Segundo, las elecciones están muy lejos (cinco meses es como una edad geológica en política americana) y es poco probable que en octubre/noviembre aún estemos hablando de George Floyd. Los medios americanos se van a cansar de hablar de ello, los violentos al final de aburrirán o serán detenidos, y la policía recuperará el control de la situación a pesar de su incompetencia. Ahora mismo (escribo esto a las 11 de la noche, hora este) parece que las cosas se han calmado bastante en casi todas partes, tras varios días muy violentos; el caos acabará por perder fuelle.
Tercero, la respuesta de Trump ha sido entre errática y ligeramente vergonzosa, con una falta de tacto e instinto político considerable. A sus tweets constantes hablando sobre la necesidad de mano dura y enviar el ejército, invocaciones a la ley de rebelión de 1807 y uso poco disimulado de eslóganes racistas de 1967, se le suma su rechazo a hacer algo que se supone que debe hacer un presidente, dar un discurso televisado a la nación para pedir calma (el de Bush en 1992, por cierto, fue excelente).

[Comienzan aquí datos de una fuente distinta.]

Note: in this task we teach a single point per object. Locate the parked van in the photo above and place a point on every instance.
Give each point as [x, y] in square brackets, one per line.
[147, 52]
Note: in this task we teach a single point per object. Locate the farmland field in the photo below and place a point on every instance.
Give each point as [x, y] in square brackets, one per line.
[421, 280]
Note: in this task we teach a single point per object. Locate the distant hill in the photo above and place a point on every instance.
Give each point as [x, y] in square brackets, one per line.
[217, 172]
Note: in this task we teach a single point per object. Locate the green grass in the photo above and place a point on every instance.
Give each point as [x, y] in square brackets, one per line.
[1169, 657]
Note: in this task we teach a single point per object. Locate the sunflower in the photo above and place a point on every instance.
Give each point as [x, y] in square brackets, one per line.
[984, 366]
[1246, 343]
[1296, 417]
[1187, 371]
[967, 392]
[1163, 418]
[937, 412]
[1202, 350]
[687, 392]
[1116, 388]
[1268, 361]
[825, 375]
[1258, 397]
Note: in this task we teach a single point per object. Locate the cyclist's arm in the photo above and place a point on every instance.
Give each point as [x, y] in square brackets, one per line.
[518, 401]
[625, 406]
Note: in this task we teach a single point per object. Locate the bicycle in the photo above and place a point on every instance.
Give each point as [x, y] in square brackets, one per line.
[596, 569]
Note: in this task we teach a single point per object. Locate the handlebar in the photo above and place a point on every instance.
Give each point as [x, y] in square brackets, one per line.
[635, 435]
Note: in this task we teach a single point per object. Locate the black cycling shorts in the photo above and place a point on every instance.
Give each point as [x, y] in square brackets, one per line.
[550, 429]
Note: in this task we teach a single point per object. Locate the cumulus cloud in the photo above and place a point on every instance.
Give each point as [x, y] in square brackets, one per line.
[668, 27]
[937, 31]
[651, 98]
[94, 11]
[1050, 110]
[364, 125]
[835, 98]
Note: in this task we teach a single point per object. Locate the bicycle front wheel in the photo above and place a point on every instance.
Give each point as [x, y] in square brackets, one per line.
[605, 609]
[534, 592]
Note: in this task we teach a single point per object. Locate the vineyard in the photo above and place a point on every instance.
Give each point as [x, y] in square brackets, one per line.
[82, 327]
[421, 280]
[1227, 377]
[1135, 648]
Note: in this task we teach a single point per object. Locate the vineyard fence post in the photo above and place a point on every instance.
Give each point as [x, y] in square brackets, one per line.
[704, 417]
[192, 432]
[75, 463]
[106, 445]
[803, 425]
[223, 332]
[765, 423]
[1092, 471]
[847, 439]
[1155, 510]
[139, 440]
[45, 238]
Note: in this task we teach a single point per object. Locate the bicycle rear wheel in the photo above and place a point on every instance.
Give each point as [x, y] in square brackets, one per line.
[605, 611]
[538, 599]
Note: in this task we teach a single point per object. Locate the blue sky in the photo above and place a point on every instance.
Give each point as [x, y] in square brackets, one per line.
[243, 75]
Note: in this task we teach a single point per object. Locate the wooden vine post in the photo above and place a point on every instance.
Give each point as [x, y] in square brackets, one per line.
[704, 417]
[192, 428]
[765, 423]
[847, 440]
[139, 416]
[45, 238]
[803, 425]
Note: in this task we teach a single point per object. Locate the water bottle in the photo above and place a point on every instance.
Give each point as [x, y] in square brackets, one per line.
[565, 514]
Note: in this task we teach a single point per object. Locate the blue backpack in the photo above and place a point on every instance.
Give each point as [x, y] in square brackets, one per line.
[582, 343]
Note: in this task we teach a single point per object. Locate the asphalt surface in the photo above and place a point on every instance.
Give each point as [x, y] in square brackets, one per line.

El lunes hizo algo de república bananera absoluta, cuando agentes federales disolvieron una manifestación pacífica delante de la Casa Blanca con gases lacrimógenos para que el presidente pudiera ir a hacerse una foto delante de una iglesia. Un sondeo hoy decía que sólo un tercio de los americanos creen que Trump ha respondido bien a esta crisis, una cifra francamente baja.
Esta va a ser una predicción decepcionante, pero francamente no creo que los disturbios vayan a tener un impacto demasiado importante en las generales, al menos por ahora. Como mucho añadirán otro motivo más de malestar, de la sensación que tienen muchos votantes americanos de vivir en un país que no reconocen (el sabor a ceniza, en una frase memorable de George Will), pero no creo que sean un tema central de la campaña.
En el párrafo anterior, no obstante, hay dos palabras tremendamente importantes: “por ahora”. Estamos en junio, con todo el verano por delante. Hay 40 millones de americanos sin trabajo, y una epidemia que ha amainado, pero sigue fuera de control. Los problemas estructurales detrás de la muerte de George Floyd siguen ahí, igual que la creciente, brutal desigualdad racial y económica. La política americana sigue estando muy polarizada. Todo el mundo aquí recuerda the long, hot summer de 1967, la oleada de disturbios en multitud de ciudades en julio que acabó con casi un centenar de muerto (lo dicho, el debate sigue en 1968). Si la crisis de estos días se convierte en un constante goteo de saqueos, protestas, e incendios… en fin, Dios sabe.
En todo caso, el mes de mayo en Estados Unidos ha acabado teniendo una pandemia como la de 1918, una depresión económica como la de 1929, y disturbios raciales como 1968. Si en otoño seguimos así, no sé qué presidente podría llegar a ser reelegido en estas circunstancias. Quizás Trump vuelva a tener suerte, pero ha tenido el peor mes que se le recuerda a un presidente (asesinatos aparte) desde enero de 1860.